A press conference hosted by the RIA Novosti state news agency ahead of Cancun provided some indication of official attitudes. Called "Climate Change: myth or reality?" it gave a platform to a leading climate sceptic academic.

"Climate is a concept that has existed as long as the Earth exists... several hundred million years ago the temperature was 10-13 degrees higher than now," said Yury Israel, director of the Institute of Global Climate and Environment at the Russian Academy of Sciences.

"What is happening now is not some kind of unusual special case," he said, adding that life flourished on Earth at the time of dinosaurs.

Russia's state television -- often a reliable weather vane of government policy direction -- has produced well-funded features on the subject of climate.

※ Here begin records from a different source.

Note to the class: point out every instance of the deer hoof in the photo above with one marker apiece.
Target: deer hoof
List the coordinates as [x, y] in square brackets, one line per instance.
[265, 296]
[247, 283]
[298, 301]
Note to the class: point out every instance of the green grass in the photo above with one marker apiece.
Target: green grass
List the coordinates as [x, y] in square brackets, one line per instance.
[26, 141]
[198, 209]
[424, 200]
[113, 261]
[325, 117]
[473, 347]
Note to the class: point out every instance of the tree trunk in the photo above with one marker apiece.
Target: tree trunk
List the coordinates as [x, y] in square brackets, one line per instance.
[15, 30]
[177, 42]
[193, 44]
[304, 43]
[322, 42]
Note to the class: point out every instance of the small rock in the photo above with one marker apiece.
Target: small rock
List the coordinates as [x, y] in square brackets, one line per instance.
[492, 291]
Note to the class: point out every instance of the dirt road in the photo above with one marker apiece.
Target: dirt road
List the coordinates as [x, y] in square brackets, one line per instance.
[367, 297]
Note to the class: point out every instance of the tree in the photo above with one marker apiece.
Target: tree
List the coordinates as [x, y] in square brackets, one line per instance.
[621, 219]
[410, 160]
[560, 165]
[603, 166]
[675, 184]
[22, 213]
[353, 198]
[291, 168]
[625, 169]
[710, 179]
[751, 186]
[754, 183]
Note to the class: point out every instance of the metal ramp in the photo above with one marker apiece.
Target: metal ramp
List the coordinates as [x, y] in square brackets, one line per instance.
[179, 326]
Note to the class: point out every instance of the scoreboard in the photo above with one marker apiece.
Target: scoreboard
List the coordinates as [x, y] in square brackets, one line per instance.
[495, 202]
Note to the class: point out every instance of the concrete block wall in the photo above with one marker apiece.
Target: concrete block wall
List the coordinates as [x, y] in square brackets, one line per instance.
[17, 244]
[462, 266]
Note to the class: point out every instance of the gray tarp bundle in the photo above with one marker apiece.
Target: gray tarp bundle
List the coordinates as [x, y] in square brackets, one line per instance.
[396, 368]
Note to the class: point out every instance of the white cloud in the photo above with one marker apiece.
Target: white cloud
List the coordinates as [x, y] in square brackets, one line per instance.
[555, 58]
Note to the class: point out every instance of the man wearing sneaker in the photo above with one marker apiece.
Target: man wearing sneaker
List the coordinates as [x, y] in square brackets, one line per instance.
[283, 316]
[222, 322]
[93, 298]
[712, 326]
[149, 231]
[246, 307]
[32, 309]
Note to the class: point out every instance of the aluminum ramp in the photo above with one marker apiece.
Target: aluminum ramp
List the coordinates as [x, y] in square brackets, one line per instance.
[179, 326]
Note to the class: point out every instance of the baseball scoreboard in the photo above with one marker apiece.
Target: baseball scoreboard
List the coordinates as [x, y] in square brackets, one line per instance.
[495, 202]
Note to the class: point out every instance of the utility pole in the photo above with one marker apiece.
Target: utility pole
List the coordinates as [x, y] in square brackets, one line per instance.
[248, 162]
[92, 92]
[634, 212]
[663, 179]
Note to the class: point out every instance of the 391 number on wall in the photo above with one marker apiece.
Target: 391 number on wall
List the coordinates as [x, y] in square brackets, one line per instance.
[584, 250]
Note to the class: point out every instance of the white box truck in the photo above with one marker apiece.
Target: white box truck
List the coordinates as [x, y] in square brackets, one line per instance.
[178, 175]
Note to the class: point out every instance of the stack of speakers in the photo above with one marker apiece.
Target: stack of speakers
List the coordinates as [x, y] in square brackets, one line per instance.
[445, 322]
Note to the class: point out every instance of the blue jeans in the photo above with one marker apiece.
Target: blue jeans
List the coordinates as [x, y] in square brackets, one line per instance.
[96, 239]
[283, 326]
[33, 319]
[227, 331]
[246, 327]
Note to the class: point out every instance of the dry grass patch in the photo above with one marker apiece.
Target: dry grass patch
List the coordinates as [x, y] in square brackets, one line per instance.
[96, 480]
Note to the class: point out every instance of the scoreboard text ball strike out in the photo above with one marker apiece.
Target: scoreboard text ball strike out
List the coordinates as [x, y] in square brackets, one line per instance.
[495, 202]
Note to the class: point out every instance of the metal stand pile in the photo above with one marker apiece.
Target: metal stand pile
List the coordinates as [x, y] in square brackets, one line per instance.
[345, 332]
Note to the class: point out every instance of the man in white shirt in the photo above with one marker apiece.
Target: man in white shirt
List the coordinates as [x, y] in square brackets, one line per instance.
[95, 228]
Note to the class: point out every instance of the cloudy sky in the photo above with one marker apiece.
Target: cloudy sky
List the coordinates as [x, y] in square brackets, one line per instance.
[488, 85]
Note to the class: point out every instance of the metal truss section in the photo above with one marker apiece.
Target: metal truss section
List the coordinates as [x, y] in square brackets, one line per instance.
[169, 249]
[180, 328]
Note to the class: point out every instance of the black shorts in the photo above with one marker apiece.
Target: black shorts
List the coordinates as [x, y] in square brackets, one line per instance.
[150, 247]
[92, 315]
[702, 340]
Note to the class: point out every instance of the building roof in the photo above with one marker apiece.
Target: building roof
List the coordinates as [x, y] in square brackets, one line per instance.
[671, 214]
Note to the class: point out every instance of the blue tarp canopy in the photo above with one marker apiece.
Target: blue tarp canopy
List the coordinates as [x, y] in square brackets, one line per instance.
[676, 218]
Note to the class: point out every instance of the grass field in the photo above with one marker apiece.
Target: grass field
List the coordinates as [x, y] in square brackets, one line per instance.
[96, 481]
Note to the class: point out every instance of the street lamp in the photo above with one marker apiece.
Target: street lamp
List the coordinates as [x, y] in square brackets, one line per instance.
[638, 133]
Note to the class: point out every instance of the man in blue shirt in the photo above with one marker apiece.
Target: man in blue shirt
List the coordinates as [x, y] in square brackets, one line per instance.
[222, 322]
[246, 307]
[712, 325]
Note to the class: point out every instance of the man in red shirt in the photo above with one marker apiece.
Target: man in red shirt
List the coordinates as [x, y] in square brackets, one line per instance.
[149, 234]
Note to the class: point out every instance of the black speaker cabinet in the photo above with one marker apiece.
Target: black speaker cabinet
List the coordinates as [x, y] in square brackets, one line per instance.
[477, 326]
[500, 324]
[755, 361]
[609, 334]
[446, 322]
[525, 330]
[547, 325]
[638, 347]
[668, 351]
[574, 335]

"The anti-cyclone came to Russia and stopped. Why?" a low voice narrated in a film shown on state Channel One in October. "Professionals don't know, beyond science people offering shocking theories."

A confused array of doomsday images followed: the planet Earth burst into flames, and chunks of Greenland broke off, flooding major cities on the Atlantic. "Who Caused the Warming?" the film asked point-blank.

Earlier this year, the Russian television answered that question in a 40-minute feature aired on TV5, a popular federal network based in Saint Petersburg.

"The smoke was very strange. Sometimes it thickened, only to disappear the next day," said the film, called "Russia On Fire: Climate as a Weapon". It went on to allege that the heatwave and fires were caused by the US Air Force's HAARP (High Frequency Active Auroral Research Program).

But though climate scepticism and conspiracy theories abound in Russia, the heatwave and wildfires could bring about a gradual shift in attitudes, experts said.

A year ago, just ahead of the conference in Copenhagen, Channel One aired a feature claiming climate change was a concept dreamed up as part of a political conspiracy.

Now the heatwave has swayed public opinion from total denial, said WWF climate expert Alexei Kokorin.

"Some acknowledgement has occurred, but very slowly," he said. "There is a realization that global warming is after all a bad thing."